Abstract:
Cricket is one of the 2nd most popular games on the planet and has become an inseparable part of our culture. There are mainly three renowned formats of cricket – One Day International (ODI), Test Match and T20. People of Sri Lanka are very concerned about the national cricket squad before any matches or any series. Selecting a perfect 15 players of the squad isn’t an easy task. Cricket board, captain and coach play a vital role to select the most suitable players for a match to win by preserving many parameters in their heads such as – analyzing the strike rate, past scored runs compared with the balls faced, total fifties and centuries, wickets, economy rate, etc. Besides this perfect prediction and combination selection process is needed to win any cricket matches.
Social media has become a platform of the first choice where one can express their feelings with freedom. The games furthermore, matches being played are also discussed on social media such as Twitter. In this paper, authors efforts are made to research the possibility of using collective information obtained from user posts on Twitter. The author's motive is to analyze the public tweets on Twitter and compare it with players' previous performance (Cric-info) in international matches and select the topmost suitable fifteen players among them for the Sri Lankan national team.

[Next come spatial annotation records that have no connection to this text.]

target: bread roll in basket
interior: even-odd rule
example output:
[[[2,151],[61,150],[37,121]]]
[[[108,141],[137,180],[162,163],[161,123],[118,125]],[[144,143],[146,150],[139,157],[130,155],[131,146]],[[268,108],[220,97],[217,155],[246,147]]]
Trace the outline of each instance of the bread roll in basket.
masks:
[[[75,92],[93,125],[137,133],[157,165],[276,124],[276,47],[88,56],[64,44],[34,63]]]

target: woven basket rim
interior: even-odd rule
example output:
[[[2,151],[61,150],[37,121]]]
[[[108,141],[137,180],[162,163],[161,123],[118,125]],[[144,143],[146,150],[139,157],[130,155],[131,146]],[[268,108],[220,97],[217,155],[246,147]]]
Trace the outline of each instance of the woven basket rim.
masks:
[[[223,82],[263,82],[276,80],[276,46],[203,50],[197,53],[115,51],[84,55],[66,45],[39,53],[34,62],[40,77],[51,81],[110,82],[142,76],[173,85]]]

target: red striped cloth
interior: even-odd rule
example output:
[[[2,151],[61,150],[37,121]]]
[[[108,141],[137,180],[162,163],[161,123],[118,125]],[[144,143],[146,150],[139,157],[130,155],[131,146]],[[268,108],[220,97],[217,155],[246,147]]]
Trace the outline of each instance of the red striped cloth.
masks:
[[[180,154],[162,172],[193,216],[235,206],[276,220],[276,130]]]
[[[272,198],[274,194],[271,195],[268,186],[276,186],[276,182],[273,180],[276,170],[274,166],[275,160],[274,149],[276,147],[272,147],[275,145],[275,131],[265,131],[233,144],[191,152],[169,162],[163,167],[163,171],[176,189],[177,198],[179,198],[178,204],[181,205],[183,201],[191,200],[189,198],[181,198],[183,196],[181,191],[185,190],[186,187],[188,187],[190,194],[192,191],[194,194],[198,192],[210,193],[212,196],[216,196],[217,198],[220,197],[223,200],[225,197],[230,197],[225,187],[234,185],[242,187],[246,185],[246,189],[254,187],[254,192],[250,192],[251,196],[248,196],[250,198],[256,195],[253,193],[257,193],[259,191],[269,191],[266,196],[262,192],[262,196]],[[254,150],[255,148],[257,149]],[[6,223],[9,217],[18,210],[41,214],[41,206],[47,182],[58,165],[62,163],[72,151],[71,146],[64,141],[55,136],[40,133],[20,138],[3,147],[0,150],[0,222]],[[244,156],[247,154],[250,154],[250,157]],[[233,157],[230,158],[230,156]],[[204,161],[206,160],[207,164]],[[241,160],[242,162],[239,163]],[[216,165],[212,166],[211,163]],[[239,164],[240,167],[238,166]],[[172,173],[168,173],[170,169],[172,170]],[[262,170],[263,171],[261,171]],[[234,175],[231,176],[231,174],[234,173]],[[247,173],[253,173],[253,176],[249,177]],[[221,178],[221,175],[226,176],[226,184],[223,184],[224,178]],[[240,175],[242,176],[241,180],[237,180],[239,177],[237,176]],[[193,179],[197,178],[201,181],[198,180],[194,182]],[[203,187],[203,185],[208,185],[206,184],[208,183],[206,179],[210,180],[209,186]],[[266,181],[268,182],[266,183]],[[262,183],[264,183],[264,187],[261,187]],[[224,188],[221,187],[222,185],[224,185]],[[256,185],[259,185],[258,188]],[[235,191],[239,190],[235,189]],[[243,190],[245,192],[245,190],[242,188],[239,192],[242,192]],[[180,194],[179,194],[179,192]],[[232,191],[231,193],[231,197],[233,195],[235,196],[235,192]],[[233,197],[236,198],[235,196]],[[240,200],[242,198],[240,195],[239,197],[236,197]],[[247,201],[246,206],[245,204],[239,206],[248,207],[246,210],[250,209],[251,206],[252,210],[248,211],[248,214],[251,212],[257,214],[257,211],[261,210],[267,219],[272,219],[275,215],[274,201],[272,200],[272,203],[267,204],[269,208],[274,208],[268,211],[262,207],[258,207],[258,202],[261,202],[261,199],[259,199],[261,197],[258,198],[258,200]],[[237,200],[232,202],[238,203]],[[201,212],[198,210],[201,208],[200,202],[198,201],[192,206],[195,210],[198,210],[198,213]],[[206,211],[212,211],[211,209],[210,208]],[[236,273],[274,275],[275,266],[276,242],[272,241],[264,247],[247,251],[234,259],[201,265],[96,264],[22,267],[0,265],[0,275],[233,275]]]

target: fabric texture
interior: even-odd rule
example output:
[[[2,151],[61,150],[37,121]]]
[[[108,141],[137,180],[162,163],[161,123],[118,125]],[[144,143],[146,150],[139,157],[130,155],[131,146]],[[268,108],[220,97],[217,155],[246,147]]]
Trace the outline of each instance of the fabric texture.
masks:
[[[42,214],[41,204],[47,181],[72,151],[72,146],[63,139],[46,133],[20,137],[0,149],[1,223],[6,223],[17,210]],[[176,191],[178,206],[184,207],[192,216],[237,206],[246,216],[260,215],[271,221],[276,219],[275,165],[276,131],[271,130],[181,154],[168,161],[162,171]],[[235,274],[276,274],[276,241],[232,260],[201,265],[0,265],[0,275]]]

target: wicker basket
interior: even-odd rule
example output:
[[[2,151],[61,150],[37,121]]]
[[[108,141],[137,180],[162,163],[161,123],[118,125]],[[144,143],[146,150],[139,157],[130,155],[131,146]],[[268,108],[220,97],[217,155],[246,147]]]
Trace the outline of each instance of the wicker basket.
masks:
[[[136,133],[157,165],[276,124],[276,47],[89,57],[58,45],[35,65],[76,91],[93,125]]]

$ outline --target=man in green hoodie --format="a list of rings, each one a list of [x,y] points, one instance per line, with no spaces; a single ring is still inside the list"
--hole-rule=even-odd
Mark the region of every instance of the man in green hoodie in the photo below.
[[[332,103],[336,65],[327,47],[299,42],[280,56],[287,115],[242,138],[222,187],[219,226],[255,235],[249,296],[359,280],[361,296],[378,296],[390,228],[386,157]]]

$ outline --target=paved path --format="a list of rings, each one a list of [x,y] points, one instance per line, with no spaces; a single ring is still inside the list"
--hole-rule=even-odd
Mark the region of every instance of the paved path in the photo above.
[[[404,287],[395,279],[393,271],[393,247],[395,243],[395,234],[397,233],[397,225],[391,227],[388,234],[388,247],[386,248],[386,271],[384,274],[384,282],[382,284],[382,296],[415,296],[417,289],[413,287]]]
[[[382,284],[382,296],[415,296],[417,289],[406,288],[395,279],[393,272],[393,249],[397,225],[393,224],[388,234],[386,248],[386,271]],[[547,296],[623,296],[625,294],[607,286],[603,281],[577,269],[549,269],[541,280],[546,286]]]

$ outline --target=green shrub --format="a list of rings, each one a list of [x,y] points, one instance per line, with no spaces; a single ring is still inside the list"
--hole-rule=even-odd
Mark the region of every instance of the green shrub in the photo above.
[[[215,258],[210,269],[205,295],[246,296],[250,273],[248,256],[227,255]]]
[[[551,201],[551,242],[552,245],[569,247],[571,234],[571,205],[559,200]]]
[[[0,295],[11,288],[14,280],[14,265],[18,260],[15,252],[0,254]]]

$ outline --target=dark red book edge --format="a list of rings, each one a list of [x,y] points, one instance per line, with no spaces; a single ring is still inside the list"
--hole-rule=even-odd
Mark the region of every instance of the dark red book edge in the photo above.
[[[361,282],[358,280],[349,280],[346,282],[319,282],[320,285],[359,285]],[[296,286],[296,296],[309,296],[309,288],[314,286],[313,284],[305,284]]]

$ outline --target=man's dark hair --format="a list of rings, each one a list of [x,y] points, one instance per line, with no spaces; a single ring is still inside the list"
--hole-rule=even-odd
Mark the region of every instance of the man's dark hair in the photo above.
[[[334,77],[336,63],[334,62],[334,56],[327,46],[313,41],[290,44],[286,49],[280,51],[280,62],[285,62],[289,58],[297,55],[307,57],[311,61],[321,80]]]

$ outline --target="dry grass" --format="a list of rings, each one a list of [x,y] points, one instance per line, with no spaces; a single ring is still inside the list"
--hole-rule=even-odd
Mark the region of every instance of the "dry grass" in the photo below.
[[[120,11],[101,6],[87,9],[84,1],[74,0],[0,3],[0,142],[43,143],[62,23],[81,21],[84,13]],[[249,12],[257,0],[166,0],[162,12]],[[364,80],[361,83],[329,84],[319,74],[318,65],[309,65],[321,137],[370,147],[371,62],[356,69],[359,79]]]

Sri Lanka’s most of the national players are selected based on the political support or board members support. So there is no chance of getting entered in the national team for the talented person. So this system could be a solution for many players who have not represented Sri Lanka yet. This automated strategy is very useful for the selection board committee, viewers, sponsors, commentators, and sports analysts.

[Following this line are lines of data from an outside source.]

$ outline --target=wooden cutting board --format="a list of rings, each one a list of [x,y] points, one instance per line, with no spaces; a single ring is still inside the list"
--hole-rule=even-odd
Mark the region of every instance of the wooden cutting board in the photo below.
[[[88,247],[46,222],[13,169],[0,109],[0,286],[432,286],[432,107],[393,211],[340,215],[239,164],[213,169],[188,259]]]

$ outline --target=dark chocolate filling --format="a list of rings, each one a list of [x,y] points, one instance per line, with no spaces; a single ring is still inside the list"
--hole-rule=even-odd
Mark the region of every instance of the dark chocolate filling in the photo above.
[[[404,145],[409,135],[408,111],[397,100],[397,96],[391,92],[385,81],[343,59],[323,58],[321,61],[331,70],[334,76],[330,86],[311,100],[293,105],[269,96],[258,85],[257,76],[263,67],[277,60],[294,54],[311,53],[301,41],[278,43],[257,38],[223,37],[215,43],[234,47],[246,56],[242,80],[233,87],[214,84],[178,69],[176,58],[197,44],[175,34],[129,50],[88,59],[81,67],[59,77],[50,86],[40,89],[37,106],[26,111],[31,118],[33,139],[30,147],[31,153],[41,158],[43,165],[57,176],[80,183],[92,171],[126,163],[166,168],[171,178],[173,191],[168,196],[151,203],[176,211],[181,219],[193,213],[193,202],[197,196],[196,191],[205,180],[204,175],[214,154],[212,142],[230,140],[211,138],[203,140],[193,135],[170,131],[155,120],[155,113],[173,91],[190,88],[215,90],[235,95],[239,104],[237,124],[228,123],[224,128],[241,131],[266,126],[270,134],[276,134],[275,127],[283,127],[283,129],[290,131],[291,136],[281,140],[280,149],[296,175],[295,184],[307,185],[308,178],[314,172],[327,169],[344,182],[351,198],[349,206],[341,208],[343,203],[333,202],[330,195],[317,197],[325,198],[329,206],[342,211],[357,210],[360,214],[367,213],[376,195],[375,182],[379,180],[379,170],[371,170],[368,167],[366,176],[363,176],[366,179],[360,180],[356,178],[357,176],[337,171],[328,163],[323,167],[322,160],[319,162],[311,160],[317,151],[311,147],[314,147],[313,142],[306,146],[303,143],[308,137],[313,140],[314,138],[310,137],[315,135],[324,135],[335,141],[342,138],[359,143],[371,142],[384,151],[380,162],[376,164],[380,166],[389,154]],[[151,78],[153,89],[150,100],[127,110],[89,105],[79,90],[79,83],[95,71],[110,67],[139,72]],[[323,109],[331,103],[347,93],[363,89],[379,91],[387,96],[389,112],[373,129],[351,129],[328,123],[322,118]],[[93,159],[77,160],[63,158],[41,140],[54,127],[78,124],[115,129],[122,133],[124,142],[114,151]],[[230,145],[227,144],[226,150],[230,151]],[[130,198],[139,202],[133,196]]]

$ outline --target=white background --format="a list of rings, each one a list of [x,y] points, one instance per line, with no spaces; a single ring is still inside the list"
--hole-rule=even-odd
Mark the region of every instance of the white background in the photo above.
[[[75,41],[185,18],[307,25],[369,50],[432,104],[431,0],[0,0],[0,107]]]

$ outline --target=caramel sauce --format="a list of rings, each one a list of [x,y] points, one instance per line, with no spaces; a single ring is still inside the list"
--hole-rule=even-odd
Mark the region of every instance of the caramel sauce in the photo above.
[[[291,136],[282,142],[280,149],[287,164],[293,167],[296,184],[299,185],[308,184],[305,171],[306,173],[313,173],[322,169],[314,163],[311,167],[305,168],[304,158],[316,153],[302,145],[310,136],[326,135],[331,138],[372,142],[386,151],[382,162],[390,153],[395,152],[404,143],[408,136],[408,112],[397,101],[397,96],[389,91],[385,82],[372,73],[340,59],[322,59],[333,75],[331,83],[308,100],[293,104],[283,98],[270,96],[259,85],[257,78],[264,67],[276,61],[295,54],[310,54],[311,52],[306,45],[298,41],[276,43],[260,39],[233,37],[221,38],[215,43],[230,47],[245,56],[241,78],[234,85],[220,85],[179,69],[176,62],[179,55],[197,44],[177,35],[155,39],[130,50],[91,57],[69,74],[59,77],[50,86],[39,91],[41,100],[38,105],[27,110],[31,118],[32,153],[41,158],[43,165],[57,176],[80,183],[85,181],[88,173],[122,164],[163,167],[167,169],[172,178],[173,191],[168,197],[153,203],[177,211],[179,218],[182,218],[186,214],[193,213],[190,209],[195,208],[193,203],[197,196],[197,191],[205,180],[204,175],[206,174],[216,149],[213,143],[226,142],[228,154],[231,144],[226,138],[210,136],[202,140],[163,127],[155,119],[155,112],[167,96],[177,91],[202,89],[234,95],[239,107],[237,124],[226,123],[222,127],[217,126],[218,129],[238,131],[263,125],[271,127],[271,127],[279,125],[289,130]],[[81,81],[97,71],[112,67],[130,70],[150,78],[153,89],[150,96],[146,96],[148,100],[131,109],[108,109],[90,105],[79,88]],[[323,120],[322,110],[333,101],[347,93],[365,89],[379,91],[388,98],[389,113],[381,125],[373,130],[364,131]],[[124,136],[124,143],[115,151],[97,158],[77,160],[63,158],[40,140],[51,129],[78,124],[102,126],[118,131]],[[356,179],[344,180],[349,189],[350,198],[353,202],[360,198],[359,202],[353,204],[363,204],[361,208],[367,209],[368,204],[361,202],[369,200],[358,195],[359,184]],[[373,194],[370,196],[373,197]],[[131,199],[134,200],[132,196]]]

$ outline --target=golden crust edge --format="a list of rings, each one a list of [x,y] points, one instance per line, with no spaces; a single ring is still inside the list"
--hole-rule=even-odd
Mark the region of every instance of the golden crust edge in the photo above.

Automated cricket squad prediction replacing the traditional way of team selection. This team selection process considers public tweets about players performance on twitter during matches and compares it with the players' previous performance. So there is only a chance of getting into the team based on public opinion as well as players previous performance. Compared to the existing systems, this system is first of its kind in social-media analysis along with the performance for choosing players for the national cricket team. This system eases out the work of the selection committee.